At the close of the debate the ‘for’ team prevailed, with the majority of the audience agreeing that MFIs will be the primary provider meeting the financial service needs and expectations of excluded groups in a digitally-enabled world. Both teams agreed that microfinance institutions and tech companies should work together to better reach and serve excluded groups.
The Clients at the Centre Prize
The MasterCard Foundation’s first Clients at the Centre Prize was decided and announced at the 2015 Symposium.
The US$150,000 prize is awarded to an organization working in financial inclusion in developing countries that best ensures client needs are central to business strategy.
More than 125 organizations in 40 countries applied and were judged on the following criteria:
- A client-centric focus
- Evidence of success
- Long-term impact, sustainability and scalability
- Novelty in designing client-centric products or services
- An understanding of market and context
Symposium attendees heard pitches from BIMA Mobile’s Mathilda Strom, Buusaa Gonofaa Microfinance Share Company’s Teshome Dayesso, and Pesatransact’s Frederik Ejikman. The audience voted on the most client-centric organization based on the finalist pitch, awarding the Clients at the Centre prize to BIMA Mobile.
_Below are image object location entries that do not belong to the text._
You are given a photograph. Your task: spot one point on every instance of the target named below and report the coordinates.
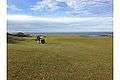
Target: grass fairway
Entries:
(62, 58)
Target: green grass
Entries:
(62, 58)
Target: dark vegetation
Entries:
(16, 37)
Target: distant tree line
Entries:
(15, 37)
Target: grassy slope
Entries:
(62, 58)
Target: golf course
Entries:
(61, 58)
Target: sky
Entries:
(59, 15)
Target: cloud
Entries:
(75, 7)
(45, 5)
(13, 8)
(25, 18)
(62, 24)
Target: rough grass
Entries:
(62, 58)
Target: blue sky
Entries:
(59, 15)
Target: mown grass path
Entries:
(62, 58)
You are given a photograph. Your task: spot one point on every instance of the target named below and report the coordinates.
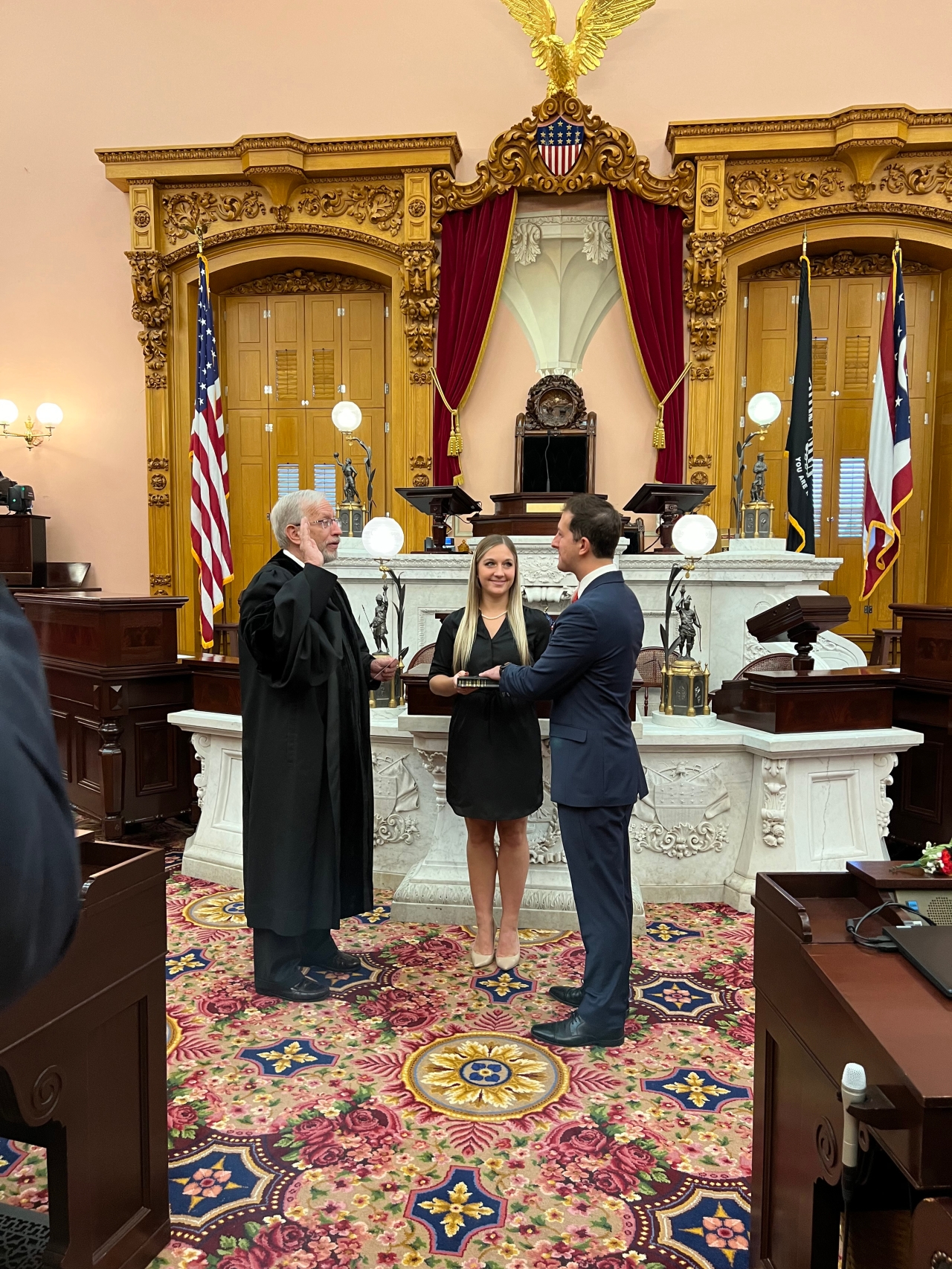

The prize recognized the company’s innovative work in providing mobile-delivered micro-insurance and health services to 20 million customers in 14 emerging markets.
Looking Forward
At the Foundation, our Financial Inclusion projects expand access to financial services for people living in poverty, particularly those living in rural and remote areas. The MasterCard Foundation Symposium on Financial Inclusion brings together global leaders in the field to hear about best practices, to advocate for client-centric practices and to share lessons learned. We look forward to the 2016 Symposium where we will deepen the understanding of the client experience and continue to put Clients at the Centre of our work.